Here might be a bold statement: this is the most important book I have ever read in my life. I believe anyone wanting to understand the world we live in would find this book massively edifying, but that would be especially the case for those living in Europe. As my mathematics teacher, Elina Beliaeva, once said in class: "History opens your eyes". I gasped, I cried, I shivered, and I was overcome with passion learning about the peoples of Europe, their struggles, their beliefs. I was impressed by how much better I could understand the contemporary scene in Europe by reading this book. At times it felt uncannily prophetic, and that feeling was enhanced when I reminded myself that Postwar was published in 2005 and that Tony Judt, sadly, passed away in 2010.
I am reminded of what my friend Emily Krüger once tried to explain to me about the differences between the ways in which a State can punish its people and those in which international justice deals with conflicts between States: there is no way in which a State can put another State in prison.

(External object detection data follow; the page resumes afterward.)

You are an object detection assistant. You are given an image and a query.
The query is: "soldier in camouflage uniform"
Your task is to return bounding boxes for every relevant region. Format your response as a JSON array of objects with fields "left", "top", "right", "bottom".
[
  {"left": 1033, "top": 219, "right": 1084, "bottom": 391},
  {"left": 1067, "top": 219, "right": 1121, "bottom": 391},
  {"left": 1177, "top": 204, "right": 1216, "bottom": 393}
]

But there is more to that. This book made me think of the limits of "cancel culture". Of how it is virtually impossible to rid a whole population of their ideology—I am thinking here of the failed efforts of "de-Nazification". We are stuck in a world with so many ways of thinking, and we have to come to terms with that.
Postwar's epilogue's essay "From the House of the Dead" is a masterpiece in its own right. I would like us to think a little more about the following quote:
"Unlike memory, which confirms and reinforces itself, history contributes to the disenchanment of the world. Most of what it has to offer is discomforting, even disruptive—which is why it is not always politically prudent to weild the past as a moral cudgel with which to beat and berate a people for its past sins."
(Judt, T. Postwar. p. 840. United Kindgom of Great Britain and Northern Ireland: Penguin Books, 2006). That discomfort is typically overwhelming, and I am sure it is a major contributor to us sometimes choosing to remember the past in a way that may minimise that discomfort. That is a natural human weakness, one which we must vigilantly fight against every day of our life.